Unlike food and math, consumer media like movies, music, and novels don’t just grow from the ground. They aren’t sentient. Like all art forms, they come from people.

It is actually pretty easy to spot a ‘white people movie’ for example. The basic criteria are: a) If it is written by white people, b) it stars white people in most of the lead roles, and c) it is marketed toward white people, chances are it’s a white people movie. This is even clearer if the movie features token minorities who embody every stereotypical ‘other’ racial group in American society. Think Gone With the Wind (1939) or The Help (2011). Some black folks love these iconic films – there are even a few black people in each of them -but you can guarantee they weren’t made for or marketed to black audiences seeking authentic representations of themselves.

These are not hard and fast rules. Some movies are performed by black people but produced by and marketed to whites. The same can be said about music (which is obvious since the largest consumers of rap music are whites). There is always room for conversation when only two of three criteria are met. For simplicity though, these are the mental steps I fall back on subconsciously when figuring out what products I deem worthy of my patronage.

After talking with folks upset by my blanketed labeling of the Beatles, I realized that many black folks, and other non-whites, are closeted Beatles lovers. Some have been teased about it so they felt my article was another attack on their musical proclivities. Others were even offended at me calling the work ‘white people music’ in the first place. They almost felt the need to prove to me that black people could listen to the Beatles if they wanted to. Sadly, they all completely missed the point.

Shaming black people who enjoy the Beatles wasn’t the point of the article. Whether we choose to consume movies or media produced and performed by, and marketed to white people – or any other people for that matter – is a personal choice. That doesn’t change who made it, who performed it, and who the intended audience was. For example, when Elvis Presley (the original Iggy Azalea) mimicked Jackie Wilson, it didn’t mean Presley was working to win over black audiences. It meant he was appropriating the dances and performance styles of black people to appeal to his own white audience. Could black audiences still play his stuff? Certainly. I have no doubt they did. But, he just wasn’t doing it for them.
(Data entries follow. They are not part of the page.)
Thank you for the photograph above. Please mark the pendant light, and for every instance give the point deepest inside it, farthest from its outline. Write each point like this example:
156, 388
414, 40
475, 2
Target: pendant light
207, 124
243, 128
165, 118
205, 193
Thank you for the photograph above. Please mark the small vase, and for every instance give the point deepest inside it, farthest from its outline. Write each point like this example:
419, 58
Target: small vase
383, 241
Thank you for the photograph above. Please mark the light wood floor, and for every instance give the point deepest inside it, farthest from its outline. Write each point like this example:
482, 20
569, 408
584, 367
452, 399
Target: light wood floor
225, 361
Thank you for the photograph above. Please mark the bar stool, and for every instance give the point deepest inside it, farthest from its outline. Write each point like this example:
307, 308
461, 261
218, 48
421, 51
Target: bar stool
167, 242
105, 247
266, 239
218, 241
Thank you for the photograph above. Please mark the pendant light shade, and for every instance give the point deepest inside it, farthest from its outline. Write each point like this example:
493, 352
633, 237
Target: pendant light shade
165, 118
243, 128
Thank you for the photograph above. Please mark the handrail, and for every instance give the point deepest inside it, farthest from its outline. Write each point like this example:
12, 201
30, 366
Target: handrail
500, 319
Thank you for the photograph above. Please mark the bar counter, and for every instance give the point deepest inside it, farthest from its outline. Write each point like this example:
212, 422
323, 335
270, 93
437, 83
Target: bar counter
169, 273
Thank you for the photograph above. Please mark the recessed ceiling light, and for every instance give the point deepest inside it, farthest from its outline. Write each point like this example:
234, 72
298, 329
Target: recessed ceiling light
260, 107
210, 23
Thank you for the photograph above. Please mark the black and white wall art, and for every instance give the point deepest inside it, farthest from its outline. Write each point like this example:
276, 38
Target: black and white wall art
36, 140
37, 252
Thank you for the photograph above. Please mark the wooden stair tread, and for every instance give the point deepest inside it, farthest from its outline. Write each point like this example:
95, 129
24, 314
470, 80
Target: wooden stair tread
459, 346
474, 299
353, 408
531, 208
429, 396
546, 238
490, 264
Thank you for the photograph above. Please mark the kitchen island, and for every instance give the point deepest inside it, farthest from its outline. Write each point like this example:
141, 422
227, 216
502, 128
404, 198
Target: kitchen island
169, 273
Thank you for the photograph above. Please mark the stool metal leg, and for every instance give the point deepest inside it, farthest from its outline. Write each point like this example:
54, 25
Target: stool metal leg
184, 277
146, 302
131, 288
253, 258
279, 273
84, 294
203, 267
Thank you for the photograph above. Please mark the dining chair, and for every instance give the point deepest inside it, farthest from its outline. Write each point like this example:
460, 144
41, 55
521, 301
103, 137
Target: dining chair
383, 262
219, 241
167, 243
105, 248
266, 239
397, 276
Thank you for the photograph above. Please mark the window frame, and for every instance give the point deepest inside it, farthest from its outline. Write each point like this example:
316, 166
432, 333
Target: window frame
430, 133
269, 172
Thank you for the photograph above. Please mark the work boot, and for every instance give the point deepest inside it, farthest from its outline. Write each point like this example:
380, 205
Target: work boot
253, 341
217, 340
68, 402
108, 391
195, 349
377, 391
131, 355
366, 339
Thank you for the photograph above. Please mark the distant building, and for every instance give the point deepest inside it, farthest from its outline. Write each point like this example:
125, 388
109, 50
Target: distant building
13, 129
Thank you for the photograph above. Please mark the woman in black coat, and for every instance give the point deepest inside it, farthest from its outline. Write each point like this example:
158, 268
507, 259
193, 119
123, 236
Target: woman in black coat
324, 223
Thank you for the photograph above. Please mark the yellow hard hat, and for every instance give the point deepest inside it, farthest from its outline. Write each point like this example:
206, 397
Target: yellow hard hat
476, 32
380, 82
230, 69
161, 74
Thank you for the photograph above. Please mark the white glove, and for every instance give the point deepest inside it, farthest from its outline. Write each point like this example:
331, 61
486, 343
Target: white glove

The same goes for the Beatles. Those British boys weren’t hobnobbing on the “Chitlin’ Circuit.” Even if they had it wouldn’t change their core business model. While they appreciated Miles Davis and Jimi Hendrix, their sound was primarily appealing to whites. This is a rudimentary argument, of course. I am not attempting to produce a music theory dissertation here. I only seek to clarify a point which many missed in my previous post.

This isn’t just an art conversation. It is about white consumerism. Just look at a hair care aisle at your local Target. You are likely to see many products specifically engineered, tested by, and marketed to white people. I can use them but those products really aren’t for me. I find my products in the ‘ethnic’ section. Get my drift?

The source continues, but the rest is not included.